There are a lot of big things making some big headlines in the health space these past few weeks. We sought out some insight on the hottest stories of late from one of the most respected names in health and wellness, Dr. Melina Jampolis.
Many of us are bashing Paula Deen for her diet choices, raking Mitt Romney over the coals for acting like every other politician, or clamoring over reasons why Jillian Michaels decided to leave The Doctors. You might be shaking your head if you are one of the rare Americans who doesn’t really care who has diabetes, or who lied to the media, or who is keeping their personal decisions private. But, according to scientists from the University of California in Berkeley, gossip may be good for our health.

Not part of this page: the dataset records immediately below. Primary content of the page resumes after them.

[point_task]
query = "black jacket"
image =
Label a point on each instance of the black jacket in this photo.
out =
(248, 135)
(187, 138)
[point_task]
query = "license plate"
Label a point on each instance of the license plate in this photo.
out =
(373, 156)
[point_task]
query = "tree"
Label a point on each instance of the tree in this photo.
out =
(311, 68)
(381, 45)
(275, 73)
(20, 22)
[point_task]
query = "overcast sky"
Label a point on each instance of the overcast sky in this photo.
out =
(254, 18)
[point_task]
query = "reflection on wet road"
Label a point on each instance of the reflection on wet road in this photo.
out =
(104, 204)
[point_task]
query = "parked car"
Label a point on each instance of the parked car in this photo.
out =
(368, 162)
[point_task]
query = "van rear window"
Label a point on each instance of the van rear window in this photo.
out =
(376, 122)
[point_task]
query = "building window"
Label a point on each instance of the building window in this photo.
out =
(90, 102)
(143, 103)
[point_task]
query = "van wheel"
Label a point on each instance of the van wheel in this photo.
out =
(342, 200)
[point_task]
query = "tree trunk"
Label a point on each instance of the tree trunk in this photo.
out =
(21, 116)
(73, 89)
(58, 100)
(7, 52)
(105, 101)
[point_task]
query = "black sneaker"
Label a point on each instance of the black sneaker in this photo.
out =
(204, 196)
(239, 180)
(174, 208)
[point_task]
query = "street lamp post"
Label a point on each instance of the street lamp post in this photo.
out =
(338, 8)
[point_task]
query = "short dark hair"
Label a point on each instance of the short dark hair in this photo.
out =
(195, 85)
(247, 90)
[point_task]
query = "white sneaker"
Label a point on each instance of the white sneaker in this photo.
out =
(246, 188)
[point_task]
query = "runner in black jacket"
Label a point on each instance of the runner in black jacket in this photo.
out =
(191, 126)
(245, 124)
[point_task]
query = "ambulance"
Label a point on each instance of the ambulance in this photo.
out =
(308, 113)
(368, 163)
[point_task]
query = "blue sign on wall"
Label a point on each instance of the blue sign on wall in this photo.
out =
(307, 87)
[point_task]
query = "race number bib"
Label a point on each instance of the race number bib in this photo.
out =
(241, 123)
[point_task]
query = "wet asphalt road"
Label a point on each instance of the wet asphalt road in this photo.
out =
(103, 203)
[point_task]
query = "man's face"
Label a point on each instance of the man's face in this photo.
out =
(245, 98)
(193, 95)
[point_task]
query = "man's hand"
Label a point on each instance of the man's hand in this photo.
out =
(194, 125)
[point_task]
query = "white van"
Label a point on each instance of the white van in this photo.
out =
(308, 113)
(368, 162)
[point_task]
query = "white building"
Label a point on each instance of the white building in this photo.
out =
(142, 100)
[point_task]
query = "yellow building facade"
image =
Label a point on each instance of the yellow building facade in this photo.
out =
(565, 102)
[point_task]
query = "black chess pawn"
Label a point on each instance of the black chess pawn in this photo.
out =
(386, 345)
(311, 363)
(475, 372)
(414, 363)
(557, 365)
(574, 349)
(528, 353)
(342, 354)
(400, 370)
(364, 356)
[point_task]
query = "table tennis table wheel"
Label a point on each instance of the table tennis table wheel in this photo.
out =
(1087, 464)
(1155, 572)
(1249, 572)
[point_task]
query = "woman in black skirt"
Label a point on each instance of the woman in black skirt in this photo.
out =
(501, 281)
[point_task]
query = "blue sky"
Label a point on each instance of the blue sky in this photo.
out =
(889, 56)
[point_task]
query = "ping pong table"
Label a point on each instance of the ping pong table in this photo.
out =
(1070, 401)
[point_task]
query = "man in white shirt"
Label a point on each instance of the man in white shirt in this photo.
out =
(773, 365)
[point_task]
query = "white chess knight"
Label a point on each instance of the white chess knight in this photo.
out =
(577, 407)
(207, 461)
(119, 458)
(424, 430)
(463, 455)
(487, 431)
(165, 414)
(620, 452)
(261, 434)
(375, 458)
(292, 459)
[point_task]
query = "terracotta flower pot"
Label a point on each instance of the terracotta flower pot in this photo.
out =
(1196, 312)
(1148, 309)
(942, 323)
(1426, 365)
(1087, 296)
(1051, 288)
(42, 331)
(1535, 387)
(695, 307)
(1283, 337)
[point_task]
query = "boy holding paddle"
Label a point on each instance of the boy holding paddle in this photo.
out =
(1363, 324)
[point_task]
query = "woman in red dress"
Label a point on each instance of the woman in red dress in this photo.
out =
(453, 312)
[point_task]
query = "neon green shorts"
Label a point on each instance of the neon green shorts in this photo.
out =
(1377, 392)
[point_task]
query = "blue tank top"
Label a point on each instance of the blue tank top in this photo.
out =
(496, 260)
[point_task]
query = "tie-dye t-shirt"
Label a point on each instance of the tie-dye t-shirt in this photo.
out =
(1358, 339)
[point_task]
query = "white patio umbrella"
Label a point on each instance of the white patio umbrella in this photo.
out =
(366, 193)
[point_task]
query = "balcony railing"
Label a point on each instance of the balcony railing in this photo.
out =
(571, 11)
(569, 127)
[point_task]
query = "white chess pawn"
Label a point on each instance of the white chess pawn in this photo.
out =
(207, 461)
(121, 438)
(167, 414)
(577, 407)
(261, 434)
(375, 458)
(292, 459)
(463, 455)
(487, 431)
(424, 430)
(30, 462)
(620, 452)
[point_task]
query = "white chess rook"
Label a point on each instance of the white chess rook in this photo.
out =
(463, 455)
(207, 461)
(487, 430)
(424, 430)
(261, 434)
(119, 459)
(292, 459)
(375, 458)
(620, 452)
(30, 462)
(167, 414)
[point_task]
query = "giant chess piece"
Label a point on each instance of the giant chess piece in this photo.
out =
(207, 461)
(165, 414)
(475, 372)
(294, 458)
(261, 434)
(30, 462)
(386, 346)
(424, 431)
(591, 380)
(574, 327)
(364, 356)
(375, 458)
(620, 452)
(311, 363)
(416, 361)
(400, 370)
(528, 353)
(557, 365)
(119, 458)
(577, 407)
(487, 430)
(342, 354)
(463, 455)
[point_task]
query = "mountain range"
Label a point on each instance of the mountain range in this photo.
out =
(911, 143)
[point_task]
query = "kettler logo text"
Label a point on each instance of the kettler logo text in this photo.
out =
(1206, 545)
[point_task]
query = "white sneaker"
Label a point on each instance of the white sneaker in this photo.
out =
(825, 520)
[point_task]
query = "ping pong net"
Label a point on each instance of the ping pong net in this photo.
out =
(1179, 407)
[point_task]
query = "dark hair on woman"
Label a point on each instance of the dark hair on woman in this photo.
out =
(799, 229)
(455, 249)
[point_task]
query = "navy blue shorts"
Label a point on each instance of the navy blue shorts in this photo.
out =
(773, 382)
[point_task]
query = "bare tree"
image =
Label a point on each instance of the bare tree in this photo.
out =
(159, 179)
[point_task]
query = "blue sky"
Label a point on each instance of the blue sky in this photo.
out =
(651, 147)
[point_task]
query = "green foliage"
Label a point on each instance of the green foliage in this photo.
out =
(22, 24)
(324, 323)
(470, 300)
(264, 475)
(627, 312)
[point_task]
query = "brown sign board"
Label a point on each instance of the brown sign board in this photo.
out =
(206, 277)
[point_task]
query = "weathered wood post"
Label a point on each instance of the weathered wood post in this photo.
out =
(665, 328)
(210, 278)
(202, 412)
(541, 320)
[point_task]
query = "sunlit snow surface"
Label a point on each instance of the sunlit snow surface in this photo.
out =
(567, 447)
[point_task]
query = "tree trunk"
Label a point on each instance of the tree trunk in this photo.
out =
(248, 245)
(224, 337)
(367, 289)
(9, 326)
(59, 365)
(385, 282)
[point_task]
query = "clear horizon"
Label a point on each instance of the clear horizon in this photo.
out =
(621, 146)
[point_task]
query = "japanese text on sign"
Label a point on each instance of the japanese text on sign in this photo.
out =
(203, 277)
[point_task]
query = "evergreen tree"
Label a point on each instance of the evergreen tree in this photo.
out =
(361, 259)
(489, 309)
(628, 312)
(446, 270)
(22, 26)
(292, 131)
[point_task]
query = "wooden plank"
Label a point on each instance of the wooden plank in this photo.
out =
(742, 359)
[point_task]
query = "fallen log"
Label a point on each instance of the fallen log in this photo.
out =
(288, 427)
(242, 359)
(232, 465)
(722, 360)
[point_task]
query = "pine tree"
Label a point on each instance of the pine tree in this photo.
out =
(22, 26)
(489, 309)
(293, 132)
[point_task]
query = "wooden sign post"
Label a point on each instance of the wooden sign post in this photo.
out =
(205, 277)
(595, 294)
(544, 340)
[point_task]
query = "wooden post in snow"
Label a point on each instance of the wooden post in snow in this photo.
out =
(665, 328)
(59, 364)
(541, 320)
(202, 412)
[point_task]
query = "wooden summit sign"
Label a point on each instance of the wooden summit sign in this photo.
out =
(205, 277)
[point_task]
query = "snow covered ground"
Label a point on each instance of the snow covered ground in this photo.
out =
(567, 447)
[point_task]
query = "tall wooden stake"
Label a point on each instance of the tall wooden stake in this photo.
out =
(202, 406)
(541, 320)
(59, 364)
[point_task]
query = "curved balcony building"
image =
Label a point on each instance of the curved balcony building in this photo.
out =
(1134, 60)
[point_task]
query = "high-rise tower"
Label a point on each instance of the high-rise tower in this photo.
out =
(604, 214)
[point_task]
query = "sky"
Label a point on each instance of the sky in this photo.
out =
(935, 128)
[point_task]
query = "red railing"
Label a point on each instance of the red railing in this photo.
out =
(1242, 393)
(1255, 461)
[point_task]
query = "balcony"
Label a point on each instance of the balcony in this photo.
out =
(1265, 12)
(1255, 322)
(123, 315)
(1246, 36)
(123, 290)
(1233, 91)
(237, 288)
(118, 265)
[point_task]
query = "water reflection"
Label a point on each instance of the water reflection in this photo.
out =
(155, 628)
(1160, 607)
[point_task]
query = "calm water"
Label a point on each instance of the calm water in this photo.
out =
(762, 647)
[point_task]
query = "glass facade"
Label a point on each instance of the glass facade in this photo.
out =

Gossip is defined as idle talk or rumor about the personal or private affairs of others. Gossip is also referred to as tattling or reporting someone who was caught in the act of doing something wrong. Often times we tell ourselves to leave it be, because our grandmother told us that if we don’t have anything nice to say about others we should just not say anything at all.
The scientists of UC Berkeley set up several trials with volunteers to test the mental and physical effects of gossiping. Subjects were asked to watch two people playing a game, one of which who cheated. Subjects then had the decision to either let the next player know he or she was going to be playing with a cheater, or just let it pass. Results indicated that voicing the incidence of wrongdoings by others actually made them feel better by lowering their heart rates and calming their anxiety about the matter.